The letter dated July 14, 1817 is addressed to faculty member Dr. William MacNeven, himself famous for being an exiled Irish patriot and early U.S. chemistry professor. In it, Few complains that the expansion of the College’s building, located on Barclay St. near City Hall, threatened to obstruct his light – even then, evidently, a matter of concern to New Yorkers.
Few writes that he was “seriously apprehensive” that the expansion would block the light “which I have long enjoyd [sic] and find so necessary for my comfort & convenience…Would it not be better to contract your plan a little than to greatly injure a Neighbour?”
He goes on to warn that “I have consulted a lawyer on the subject” who assures him “the law will redress.” Furthermore, Few cautions the College “that if the practice of dissecting human bodies is carried on in such a manner as to be offensive to the Neighbourhood the Courts will take cognizance of it.” Though the minutes of the College’s Board of Trustees record the receipt of Few’s letter, no response appears to have survived. The building project was finished that year and P&S remained on Barclay St. until 1837 when it moved “uptown” to Crosby St.

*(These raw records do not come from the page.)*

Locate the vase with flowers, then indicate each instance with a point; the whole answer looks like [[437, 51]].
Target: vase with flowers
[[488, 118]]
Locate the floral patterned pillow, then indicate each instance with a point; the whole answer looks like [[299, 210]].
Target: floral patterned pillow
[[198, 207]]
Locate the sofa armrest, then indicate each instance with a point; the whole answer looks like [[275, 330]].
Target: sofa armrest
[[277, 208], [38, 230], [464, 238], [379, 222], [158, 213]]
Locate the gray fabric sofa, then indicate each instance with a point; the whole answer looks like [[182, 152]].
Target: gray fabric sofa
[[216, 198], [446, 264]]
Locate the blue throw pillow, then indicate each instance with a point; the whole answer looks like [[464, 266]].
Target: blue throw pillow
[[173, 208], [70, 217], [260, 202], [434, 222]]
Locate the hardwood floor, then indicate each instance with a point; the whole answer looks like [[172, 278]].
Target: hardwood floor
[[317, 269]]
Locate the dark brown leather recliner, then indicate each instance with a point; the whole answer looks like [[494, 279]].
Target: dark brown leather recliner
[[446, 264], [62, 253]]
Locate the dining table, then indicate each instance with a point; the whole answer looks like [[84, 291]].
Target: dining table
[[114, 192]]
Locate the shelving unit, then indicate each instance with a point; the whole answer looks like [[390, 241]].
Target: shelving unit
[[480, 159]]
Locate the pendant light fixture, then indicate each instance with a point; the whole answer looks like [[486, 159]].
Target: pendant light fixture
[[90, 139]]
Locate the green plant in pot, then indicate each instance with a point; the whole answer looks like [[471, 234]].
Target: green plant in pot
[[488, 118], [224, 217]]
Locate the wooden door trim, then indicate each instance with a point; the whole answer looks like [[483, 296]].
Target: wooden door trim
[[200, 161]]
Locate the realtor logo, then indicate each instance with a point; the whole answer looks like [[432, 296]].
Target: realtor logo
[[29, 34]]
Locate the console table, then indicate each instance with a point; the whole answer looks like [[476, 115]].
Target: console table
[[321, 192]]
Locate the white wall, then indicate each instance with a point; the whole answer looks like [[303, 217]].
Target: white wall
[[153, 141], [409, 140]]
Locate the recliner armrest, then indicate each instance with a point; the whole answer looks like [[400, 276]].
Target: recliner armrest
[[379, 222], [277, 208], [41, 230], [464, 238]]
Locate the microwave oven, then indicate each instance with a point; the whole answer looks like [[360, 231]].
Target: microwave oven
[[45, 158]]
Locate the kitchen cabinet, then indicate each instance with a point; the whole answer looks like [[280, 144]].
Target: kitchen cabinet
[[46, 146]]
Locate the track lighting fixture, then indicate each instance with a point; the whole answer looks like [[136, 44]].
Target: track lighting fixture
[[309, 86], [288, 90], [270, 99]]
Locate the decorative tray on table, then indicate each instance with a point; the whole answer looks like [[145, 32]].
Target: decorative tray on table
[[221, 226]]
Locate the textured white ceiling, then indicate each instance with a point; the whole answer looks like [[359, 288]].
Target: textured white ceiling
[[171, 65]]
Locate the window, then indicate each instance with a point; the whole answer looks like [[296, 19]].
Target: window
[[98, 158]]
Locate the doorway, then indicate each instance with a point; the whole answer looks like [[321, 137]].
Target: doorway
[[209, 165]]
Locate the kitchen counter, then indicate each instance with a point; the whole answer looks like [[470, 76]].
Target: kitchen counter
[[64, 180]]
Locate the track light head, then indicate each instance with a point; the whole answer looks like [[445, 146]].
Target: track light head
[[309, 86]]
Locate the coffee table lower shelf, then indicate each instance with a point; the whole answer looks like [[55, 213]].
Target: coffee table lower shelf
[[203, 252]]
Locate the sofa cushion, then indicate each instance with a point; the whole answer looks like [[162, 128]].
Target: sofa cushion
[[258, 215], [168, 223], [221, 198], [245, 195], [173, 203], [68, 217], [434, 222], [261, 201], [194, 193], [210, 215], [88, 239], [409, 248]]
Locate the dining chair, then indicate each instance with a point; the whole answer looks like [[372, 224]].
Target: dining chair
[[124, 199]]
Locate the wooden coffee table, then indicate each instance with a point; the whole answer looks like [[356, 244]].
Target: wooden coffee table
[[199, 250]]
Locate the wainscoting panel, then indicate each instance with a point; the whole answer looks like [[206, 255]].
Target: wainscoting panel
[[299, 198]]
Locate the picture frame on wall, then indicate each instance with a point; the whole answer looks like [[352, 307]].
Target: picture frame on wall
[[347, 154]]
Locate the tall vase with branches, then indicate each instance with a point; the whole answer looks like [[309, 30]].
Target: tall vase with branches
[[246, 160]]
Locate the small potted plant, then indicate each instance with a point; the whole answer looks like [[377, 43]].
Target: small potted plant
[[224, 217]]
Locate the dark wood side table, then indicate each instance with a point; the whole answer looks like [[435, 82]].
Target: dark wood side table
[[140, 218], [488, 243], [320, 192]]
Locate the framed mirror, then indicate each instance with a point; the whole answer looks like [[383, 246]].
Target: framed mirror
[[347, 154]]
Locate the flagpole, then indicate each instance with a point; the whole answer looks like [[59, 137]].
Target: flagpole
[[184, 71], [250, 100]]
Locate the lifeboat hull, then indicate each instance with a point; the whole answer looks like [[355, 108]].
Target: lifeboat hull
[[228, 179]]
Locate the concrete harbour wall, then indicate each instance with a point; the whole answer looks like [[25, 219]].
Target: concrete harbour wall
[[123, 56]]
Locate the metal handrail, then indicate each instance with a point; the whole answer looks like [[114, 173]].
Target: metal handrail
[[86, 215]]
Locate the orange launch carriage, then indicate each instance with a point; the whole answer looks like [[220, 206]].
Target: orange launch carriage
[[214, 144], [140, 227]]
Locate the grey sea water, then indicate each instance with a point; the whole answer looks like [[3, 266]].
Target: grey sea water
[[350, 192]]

Few was born in Maryland, moved to North Carolina as a child, and eventually settled in Georgia where he rose to be colonel in the state’s militia and one of its representatives in the Continental Congress. He was among Georgia’s four delegates to the 1787 Constitutional Convention and was one of only two of those delegates to actually sign the document. After the ratification of the Constitution, Few was chosen as one of Georgia’s first two U.S. senators.
Few moved to New York City in 1799 at the urging of his wife, a native New Yorker. He spent the rest of life in New York serving at various times as a state assemblyman, city alderman, and state inspector of prisoners. He was also an early president of what is now CitiBank.
Because Few signed his letter “W. Few” rather than with his full name, the writer’s identity wasn’t realized when the collection was cataloged in the 1960s. Today, a quick Google search verified the author in about ten minutes. Not many American medical schools are old enough to have letters from Founding Fathers in their archives; we’re proud to have this one, even if shows that town-gown relations were often testy even 200 years ago.